This code uses `CheerioCrawler` from `crawlee` to scrape data from `https://books.toscrape.com/` while routing requests through a specified proxy.  

- The proxy is configured using `ProxyConfiguration`.  

- A GET request to `http://lumtest.com/myip.json` fetches and logs proxy details.  

- Book titles and prices are extracted using Cheerio’s jQuery-like syntax and logged to the console.  

Run the code to test the proxy setup and verify its functionality:

```bash

node scrapeWithProxy.js

```

You’ll see similar results to before, but this time, your requests are routed through Bright Data proxies. You should also see the details of the proxy logged in the console:

```js

Proxy Information: {

  country: 'US',

  asn: { asnum: 21928, org_name: 'T-MOBILE-AS21928' },

  geo: {

    city: 'El Paso',

    region: 'TX',

    region_name: 'Texas',

    postal_code: '79925',

    latitude: 31.7899,

    longitude: -106.3658,

    tz: 'America/Denver',

    lum_city: 'elpaso',

    lum_region: 'tx'

  }

}

[

  { title: 'A Light in the Attic', price: '£51.77' },

  { title: 'Tipping the Velvet', price: '£53.74' },

  { title: 'Soumission', price: '£50.10' },

  { title: 'Sharp Objects', price: '£47.82' },

  { title: 'Sapiens: A Brief History of Humankind', price: '£54.23' },

  { title: 'The Requiem Red', price: '£22.65' },

…output omitted..

```

Running the script with `node scrapingWithBrightData.js` should display a different IP address each time, confirming that Bright Data rotates locations and IPs automatically. This rotation helps prevent blockages and IP bans when scraping websites.

> **Note:**

> 

> In the `proxyConfiguration`, you could have passed different proxy IPs, but since Bright Data does that for you, you don’t need to specify the IPs.

## Sessions Management with Crawlee

Sessions help maintain state across multiple requests, especially for sites using cookies or login sessions.  

To implement session management, create a file named `scrapeWithSessions.js` in your project's root directory and add the following code:

```js

const { CheerioCrawler, SessionPool } = require("crawlee");

(async () => {

  // Open a session pool

  const sessionPool = await SessionPool.open();

  // Ensure there is a session in the pool

  let session = await sessionPool.getSession();

  if (!session) {

    session = await sessionPool.createSession();

  }

  const crawler = new CheerioCrawler({

    useSessionPool: true, // Enable session pool

    async requestHandler({ request, $, response, session }) {

      // Log the session information

      console.log(`Using session: ${session.id}`);

      // Extract book data and log it (for demonstration)

      const books = [];

      $("article.product_pod").each((index, element) => {

        const title = $(element).find("h3 a").attr("title");

        const price = $(element).find(".price_color").text();

        books.push({ title, price });

      });

      console.log(books);

    },

  });

  // First run

  await crawler.run(["https://books.toscrape.com/"]);

  console.log("First run completed.");

  // Second run

  await crawler.run(["https://books.toscrape.com/"]);

  console.log("Second run completed.");

})();

```

This code uses `CheerioCrawler` and `SessionPool` from `crawlee` to scrape data from `https://books.toscrape.com/`.  

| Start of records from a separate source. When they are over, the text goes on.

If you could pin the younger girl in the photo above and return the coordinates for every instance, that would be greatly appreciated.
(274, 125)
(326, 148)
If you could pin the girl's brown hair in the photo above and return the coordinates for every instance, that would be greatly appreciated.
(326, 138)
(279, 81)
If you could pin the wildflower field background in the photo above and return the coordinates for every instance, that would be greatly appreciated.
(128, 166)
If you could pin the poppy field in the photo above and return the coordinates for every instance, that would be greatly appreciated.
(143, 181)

- A session pool is initialized and assigned to the crawler.  

- The `requestHandler` logs session details and extracts book titles and prices using Cheerio selectors.  

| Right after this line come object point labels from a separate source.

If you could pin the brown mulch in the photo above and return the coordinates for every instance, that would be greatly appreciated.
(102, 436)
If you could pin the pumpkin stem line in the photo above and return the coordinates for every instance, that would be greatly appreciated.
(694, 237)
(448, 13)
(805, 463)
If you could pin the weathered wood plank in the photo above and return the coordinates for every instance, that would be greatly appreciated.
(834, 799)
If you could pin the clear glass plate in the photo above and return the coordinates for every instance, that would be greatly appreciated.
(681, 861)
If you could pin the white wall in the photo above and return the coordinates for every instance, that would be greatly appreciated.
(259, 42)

- The script performs two consecutive scraping runs, logging the session ID each time.  

Run the code to verify that different sessions are being used.

```bash

node scrapeWithSessions.js

```

You should see similar results as before, but this time—with the session ID for each run:

```

Using session: session_GmKuZ2TnVX

[

  { title: 'A Light in the Attic', price: '£51.77' },

  { title: 'Tipping the Velvet', price: '£53.74' },

…output omitted…

Using session: session_lNRxE89hXu

[

  { title: 'A Light in the Attic', price: '£51.77' },

  { title: 'Tipping the Velvet', price: '£53.74' },

…output omitted…

```

If you run the code again, you should see that a different session ID is being used.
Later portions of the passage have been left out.